- A Visa transaciona anualmente cerca de US$ 15 trilhões, representando aproximadamente 15% da economia global.
- Para combater fraudes cada vez mais sofisticadas, a empresa investiu US$ 12 bilhões em tecnologia de inteligência artificial nos últimos cinco anos.
- Michael Jabbara, chefe global de soluções antifraude da Visa, alertou sobre a organização de criminosos que utilizam técnicas avançadas e ferramentas da dark web.
- As fraudes variam de ações individuais a operações de organizações criminosas, que podem gerar centenas de milhões de dólares anualmente.
- A Visa possui um Centro de Operações de Risco na Virgínia e outras instalações em Londres e Cingapura, monitorando milhões de ataques diariamente.
A Visa, gigante do setor de pagamentos, enfrenta um cenário desafiador com US$ 15 trilhões transacionados anualmente, representando cerca de 15% da economia global. Para combater fraudes que se tornam cada vez mais sofisticadas, a empresa investiu US$ 12 bilhões em tecnologia de inteligência artificial nos últimos cinco anos. Michael Jabbara, chefe global de soluções antifraude da Visa, destacou que os criminosos também estão se organizando, utilizando técnicas avançadas e ferramentas disponíveis na dark web.
As fraudes modernas variam de ações de indivíduos a operações de organizações criminosas estruturadas, que podem gerar centenas de milhões de dólares anualmente. Jabbara alertou sobre a vulnerabilidade dos consumidores, que frequentemente são alvo de golpes que manipulam suas emoções. Ele enfatizou que muitos ataques se originam de locais como Mianmar, onde vítimas de tráfico de pessoas são forçadas a trabalhar em centros de fraudes.
Estruturas Criminosas
As técnicas de fraude atuais são sistemáticas e devastadoras. Após obter informações de cartões, os criminosos realizam cobranças pequenas e recorrentes em diversos sites, permitindo que as vítimas não percebam os desvios por meses. Além disso, algumas operações se assemelham a empresas legítimas, oferecendo serviços digitais a fraudadores. Na dark web, é possível adquirir kits completos de ferramentas antifraude, incluindo software e tutoriais.

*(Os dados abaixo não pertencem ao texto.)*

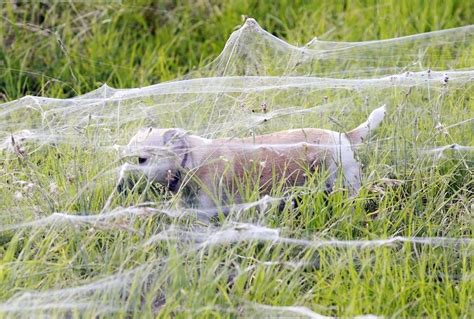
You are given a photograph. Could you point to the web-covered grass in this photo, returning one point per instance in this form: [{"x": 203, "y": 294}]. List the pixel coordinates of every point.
[{"x": 71, "y": 245}]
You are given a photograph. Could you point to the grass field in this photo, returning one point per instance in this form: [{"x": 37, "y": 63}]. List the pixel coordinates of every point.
[{"x": 71, "y": 246}]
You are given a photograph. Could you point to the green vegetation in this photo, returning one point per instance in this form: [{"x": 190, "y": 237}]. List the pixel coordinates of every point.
[{"x": 136, "y": 265}]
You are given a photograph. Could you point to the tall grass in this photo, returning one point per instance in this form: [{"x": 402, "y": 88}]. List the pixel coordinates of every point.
[{"x": 146, "y": 263}]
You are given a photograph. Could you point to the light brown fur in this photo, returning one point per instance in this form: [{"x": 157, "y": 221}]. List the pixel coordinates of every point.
[{"x": 212, "y": 165}]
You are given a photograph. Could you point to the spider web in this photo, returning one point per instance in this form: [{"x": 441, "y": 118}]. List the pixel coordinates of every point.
[{"x": 258, "y": 84}]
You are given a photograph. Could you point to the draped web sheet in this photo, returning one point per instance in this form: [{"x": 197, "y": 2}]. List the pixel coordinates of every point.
[{"x": 258, "y": 84}]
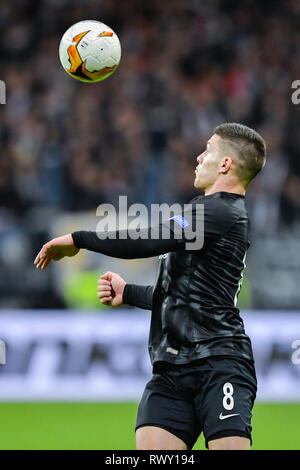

Esses serviços “prontos para uso” possibilitam que criminosos realizem ataques em larga escala, como tentativas repetidas de pagamento para descobrir dados de cartões. Jabbara mencionou que algumas organizações criminosas agora contam com diretores de risco, que avaliam quais alvos são mais seguros para atacar, evitando ações que chamem a atenção das autoridades.
Combate às Fraudes
Para enfrentar essas ameaças, a Visa mantém um Centro de Operações de Risco na Virgínia, onde equipes analisam dados em tempo real para identificar atividades fraudulentas. O Centro de Fusão Cibernética, que opera 24 horas, monitora potenciais ataques à infraestrutura da empresa. Jabbara ressaltou que a Visa lida com milhões de ataques diariamente, a maioria dos quais é tratada automaticamente, sem necessidade de intervenção humana. A empresa também possui instalações semelhantes em Londres e Cingapura, garantindo vigilância global constante.